苦くて甘い恋愛中毒
「残念だけど、デートじゃないよ」
そう言って、一枚の紙を目の前に差し出す。
PCのメールを印刷してきたといった感じだろうか。
なんだろうと思いながら、その紙を確認する。
それはあるホテルレストランの50周年記念パーティーの案内だった。
以前、私と五十嵐さんが取材したレストランだ。
ホテルレストランの割にはリーズナブルで、でも味は抜群。
私たちの雑誌を見て来たという新しい層のお客様が増えた、と感謝のお電話をいただいてうれしかったのを覚えている。
「すごい! これに招待されたってことですよね?」
「編集長に言ったらふたりで行ってこいってさ。菜穂ちゃん、行くでしょ?」
「もちろんです!」
出版社の謝恩会やレセプションには二、三度くっついていったことはあるけど、もっとラフなもので。

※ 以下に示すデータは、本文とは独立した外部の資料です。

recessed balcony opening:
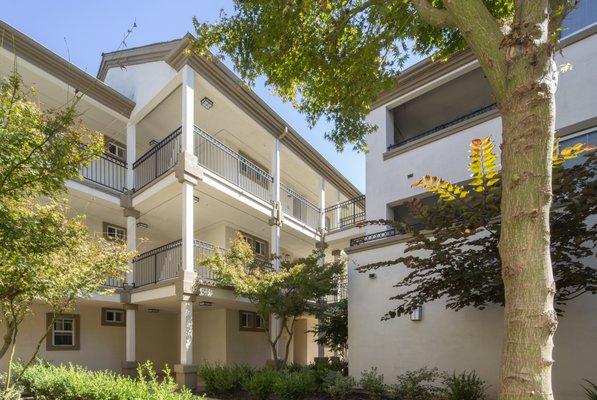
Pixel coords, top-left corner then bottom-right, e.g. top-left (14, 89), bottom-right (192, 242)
top-left (388, 69), bottom-right (495, 150)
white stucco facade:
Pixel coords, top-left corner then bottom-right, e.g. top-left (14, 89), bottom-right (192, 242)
top-left (347, 26), bottom-right (597, 400)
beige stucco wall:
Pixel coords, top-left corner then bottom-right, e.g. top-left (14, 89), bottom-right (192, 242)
top-left (0, 304), bottom-right (125, 371)
top-left (348, 245), bottom-right (597, 400)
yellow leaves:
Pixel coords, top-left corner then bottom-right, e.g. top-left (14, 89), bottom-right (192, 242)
top-left (412, 175), bottom-right (469, 201)
top-left (553, 141), bottom-right (595, 167)
top-left (468, 136), bottom-right (499, 192)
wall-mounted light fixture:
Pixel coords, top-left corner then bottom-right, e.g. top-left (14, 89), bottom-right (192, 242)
top-left (201, 97), bottom-right (214, 110)
top-left (410, 306), bottom-right (423, 321)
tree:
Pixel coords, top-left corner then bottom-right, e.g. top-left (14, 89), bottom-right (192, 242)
top-left (0, 72), bottom-right (131, 389)
top-left (358, 138), bottom-right (597, 319)
top-left (313, 299), bottom-right (348, 358)
top-left (199, 234), bottom-right (344, 365)
top-left (194, 0), bottom-right (577, 400)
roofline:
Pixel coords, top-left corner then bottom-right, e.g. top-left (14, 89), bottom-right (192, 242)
top-left (371, 23), bottom-right (597, 110)
top-left (0, 20), bottom-right (135, 118)
top-left (98, 33), bottom-right (362, 198)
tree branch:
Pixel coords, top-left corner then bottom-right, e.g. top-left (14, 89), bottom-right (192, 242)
top-left (411, 0), bottom-right (455, 28)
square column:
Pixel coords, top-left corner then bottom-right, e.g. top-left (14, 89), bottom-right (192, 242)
top-left (125, 124), bottom-right (137, 190)
top-left (174, 295), bottom-right (197, 389)
top-left (181, 65), bottom-right (195, 154)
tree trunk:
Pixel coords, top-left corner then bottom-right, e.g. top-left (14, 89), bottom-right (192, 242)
top-left (499, 45), bottom-right (557, 400)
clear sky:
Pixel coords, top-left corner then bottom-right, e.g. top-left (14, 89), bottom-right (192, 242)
top-left (0, 0), bottom-right (365, 192)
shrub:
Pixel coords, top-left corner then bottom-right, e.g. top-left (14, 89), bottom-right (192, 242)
top-left (199, 363), bottom-right (254, 394)
top-left (392, 367), bottom-right (442, 400)
top-left (582, 379), bottom-right (597, 400)
top-left (444, 371), bottom-right (487, 400)
top-left (243, 368), bottom-right (280, 400)
top-left (322, 371), bottom-right (357, 400)
top-left (273, 368), bottom-right (318, 400)
top-left (361, 367), bottom-right (386, 400)
top-left (15, 361), bottom-right (198, 400)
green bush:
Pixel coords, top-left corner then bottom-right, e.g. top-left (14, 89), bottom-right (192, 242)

今回のようにドレスコードまであるような招待制のものなんて、入社以来初めてだ。
「ま、そういう訳だから。金曜の夜空けといてね。ドレスアップした菜穂ちゃんも楽しみだな〜」
「別に、五十嵐さんのためにオシャレするんじゃないです」
こんな風に冗談を交わし合って。
五十嵐さんはもとの仕事へ戻り、私もやっとオフィスへと戻る。
ガラスに写った自分の顔を見て、思わずはっとした。
誰が見ても、なにか楽しいことがあったと想像できるような表情だった。
ありえない、こんなの。
本当に五十嵐さんに惹かれてるのかもしれない。
だって、理恵の言った通り、要のことなんて頭になかった。
無意識のうちに乱してしまった髪と同じように私の頭の中もぐしゃぐしゃだった。